Thursday, December 24, 2009

Carole Lombard: The Divine Screwball

19th-century pitcher Rube Waddell
A genre and a star is born
With the exception of perhaps Cary Grant, no movie star has been more identified with screwball comedy than Carole Lombard. In fact, if it weren’t for Lombard, the genre might not have received its name. “Miss Lombard has played screwball dames before…she needs only a resin bag to be a female Rube Waddell.” So said Variety in 1936, comparing Lombard’s performance, as Irene Bullock in My Man Godfrey, to the nineteenth-century baseball legend known for his screwball pitches.

Risk taker
From her breakthrough role in Twentieth Century (1934) opposite John Barrymore, it was apparent that a comic genius was born. Lombard could have become a typical Hollywood leading lady on her movie star looks alone, but instead she jumped head-first into screwball comedies, taking on roles that often downplayed her natural beauty. She took comedic risks that few women in Hollywood were willing to take and it paid off big time. The public loved Lombard, and they loved her screwball heroines.

At the top of her game
By the mid-1930s, Lombard was one of the top box office draws, besting Janet Gaynor, Bette Davis, Jean Harlow, and Katherine Hepburn. She was also on a winning streak with films like Hands Across the Table, Love Before Breakfast, The Princess Comes Across, My Man Godfrey, and Nothing Sacred.

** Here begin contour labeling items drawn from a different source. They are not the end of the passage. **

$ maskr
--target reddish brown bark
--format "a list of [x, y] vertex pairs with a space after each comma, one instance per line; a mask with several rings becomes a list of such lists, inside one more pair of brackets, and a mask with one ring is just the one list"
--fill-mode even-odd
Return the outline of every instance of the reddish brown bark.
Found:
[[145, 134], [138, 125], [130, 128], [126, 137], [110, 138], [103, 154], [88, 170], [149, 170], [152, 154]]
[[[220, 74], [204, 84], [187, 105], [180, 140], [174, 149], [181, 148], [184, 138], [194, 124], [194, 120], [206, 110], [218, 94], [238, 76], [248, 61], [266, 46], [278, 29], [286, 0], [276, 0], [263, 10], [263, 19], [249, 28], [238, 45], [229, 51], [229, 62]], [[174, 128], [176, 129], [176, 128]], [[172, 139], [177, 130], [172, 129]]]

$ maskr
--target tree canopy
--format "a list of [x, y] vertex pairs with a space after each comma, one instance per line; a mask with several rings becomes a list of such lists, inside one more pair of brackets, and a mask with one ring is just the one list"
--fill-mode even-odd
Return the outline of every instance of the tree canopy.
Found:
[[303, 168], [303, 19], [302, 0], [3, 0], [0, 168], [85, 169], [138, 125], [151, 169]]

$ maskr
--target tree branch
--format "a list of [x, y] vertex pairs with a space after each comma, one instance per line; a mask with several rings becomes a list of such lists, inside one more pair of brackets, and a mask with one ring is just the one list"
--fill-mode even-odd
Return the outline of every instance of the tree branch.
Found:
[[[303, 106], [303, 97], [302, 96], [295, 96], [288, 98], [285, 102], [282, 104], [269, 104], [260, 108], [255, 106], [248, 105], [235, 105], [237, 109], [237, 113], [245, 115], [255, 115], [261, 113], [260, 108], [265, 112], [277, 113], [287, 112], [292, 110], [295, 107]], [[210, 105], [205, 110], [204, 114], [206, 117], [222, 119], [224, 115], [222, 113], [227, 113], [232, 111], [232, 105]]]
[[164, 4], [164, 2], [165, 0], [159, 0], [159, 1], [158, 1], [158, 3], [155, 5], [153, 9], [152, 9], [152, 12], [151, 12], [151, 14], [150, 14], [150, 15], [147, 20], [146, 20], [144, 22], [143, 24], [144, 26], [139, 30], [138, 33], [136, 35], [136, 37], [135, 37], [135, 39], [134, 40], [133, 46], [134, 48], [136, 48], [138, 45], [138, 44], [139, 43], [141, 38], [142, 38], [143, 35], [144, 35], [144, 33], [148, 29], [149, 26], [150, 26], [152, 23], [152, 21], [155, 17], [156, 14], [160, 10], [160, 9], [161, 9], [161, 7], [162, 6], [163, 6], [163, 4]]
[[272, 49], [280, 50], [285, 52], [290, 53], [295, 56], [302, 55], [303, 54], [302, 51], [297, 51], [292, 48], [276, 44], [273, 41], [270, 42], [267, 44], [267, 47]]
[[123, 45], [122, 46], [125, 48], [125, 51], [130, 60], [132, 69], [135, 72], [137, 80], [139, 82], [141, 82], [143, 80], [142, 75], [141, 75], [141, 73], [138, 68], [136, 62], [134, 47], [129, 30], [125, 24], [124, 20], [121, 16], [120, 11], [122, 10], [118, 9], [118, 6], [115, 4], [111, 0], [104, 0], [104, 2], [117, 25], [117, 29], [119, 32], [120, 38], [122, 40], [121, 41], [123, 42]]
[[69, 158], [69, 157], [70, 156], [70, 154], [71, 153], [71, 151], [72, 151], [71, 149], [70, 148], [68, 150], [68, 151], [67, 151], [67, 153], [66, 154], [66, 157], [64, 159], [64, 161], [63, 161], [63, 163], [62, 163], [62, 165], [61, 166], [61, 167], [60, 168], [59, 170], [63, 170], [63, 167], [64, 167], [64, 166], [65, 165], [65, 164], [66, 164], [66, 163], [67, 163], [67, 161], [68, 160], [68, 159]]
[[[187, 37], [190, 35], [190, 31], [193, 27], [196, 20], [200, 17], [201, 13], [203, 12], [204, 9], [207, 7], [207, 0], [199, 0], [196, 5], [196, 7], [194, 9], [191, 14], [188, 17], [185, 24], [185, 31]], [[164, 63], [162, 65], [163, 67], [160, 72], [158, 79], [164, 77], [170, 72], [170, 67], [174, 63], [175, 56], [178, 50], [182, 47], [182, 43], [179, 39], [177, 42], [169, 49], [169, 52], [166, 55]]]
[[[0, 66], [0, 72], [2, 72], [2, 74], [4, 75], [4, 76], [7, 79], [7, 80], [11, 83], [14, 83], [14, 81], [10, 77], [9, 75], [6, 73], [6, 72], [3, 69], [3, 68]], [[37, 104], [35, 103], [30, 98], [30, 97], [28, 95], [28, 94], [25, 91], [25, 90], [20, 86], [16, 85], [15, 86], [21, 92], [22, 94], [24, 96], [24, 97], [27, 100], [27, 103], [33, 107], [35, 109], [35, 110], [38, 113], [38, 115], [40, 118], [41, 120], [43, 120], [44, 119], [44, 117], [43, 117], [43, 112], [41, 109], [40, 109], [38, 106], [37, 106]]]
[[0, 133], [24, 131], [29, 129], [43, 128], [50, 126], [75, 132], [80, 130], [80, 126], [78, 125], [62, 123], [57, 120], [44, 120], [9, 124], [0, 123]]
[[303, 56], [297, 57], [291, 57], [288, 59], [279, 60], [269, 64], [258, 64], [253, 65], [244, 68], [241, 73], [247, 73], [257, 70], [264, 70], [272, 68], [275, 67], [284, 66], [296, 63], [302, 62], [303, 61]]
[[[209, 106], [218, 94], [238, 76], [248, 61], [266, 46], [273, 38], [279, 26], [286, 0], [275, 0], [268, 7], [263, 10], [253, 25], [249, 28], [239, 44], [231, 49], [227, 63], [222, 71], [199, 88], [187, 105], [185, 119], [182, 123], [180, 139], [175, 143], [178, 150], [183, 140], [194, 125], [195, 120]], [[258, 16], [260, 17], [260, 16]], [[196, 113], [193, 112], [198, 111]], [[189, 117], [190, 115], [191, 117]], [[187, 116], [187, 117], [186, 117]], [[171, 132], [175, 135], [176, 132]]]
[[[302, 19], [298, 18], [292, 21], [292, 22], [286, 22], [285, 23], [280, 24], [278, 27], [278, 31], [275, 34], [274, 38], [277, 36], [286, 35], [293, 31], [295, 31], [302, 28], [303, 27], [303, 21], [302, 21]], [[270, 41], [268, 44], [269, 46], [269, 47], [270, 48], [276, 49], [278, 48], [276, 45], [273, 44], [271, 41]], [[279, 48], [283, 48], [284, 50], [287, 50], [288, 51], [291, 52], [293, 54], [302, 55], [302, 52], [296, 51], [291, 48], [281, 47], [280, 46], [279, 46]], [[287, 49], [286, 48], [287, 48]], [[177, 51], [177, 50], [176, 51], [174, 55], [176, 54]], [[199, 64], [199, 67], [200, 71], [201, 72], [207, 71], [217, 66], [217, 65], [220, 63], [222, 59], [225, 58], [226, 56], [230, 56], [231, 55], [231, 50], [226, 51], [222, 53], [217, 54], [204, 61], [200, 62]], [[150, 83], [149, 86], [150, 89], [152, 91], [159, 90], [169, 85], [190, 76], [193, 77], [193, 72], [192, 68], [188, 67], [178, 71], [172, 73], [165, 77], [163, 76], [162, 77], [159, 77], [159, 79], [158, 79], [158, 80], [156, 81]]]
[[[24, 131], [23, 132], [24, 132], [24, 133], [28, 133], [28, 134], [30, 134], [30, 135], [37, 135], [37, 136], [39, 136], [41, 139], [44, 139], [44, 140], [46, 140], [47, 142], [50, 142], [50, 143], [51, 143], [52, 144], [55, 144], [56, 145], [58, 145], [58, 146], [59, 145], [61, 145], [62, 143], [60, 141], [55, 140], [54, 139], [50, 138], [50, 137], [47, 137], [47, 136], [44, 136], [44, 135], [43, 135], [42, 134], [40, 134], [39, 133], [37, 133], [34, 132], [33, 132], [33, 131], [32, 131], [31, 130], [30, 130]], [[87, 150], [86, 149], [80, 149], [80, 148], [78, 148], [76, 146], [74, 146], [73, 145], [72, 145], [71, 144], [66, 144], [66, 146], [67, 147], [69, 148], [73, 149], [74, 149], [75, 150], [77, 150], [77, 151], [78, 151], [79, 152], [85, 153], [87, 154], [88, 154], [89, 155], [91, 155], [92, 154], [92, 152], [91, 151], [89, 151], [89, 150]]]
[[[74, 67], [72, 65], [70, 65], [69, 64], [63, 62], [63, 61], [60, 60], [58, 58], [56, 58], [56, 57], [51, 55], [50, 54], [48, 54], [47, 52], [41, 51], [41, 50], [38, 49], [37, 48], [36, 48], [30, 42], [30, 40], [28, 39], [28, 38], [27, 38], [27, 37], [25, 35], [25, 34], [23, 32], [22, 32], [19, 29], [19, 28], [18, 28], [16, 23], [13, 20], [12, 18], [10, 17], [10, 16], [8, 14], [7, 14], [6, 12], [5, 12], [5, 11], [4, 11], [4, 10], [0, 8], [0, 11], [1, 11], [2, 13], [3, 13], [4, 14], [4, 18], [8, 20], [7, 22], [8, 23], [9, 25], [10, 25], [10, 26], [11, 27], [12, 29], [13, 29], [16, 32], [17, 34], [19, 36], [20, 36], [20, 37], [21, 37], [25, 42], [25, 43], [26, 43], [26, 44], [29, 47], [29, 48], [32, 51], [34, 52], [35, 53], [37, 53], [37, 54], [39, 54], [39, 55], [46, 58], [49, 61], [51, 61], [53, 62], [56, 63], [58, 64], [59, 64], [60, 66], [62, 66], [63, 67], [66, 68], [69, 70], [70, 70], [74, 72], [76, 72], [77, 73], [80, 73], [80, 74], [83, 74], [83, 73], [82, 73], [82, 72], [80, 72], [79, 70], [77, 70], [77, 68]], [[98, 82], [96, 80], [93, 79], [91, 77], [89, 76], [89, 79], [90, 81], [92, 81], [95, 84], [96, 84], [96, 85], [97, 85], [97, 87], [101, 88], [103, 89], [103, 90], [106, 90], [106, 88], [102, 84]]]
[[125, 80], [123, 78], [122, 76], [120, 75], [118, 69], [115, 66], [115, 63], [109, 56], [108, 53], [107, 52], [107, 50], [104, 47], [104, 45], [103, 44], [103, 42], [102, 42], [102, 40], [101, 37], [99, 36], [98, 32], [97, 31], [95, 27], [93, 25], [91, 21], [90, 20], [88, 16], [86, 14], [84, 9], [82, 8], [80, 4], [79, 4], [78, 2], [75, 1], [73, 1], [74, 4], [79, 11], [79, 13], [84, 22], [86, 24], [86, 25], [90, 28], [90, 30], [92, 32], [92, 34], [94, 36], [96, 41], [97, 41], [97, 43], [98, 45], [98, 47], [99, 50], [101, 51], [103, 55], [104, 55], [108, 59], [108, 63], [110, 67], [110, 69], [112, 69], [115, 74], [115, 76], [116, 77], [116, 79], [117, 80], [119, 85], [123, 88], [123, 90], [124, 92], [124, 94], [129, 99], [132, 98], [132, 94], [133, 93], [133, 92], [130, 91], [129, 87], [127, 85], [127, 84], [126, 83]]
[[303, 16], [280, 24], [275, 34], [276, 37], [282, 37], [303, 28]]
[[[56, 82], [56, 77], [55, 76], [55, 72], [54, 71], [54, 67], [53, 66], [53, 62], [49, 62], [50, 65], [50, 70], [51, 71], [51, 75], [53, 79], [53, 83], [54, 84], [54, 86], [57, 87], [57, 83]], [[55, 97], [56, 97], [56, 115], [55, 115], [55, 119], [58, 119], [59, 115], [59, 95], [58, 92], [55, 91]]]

Carole Lombard and William Powell in My Man Godfrey
Enduring popularity
Lombard tried her hand at drama with some success, but the public loved her screwball persona best and it’s the comedies that have endured. Even by today’s standards, Lombard’s performances seem strikingly fresh and contemporary. If it wasn't for her untimely death in 1942, who knows what heights she could have reached. Even so, few have risen so high.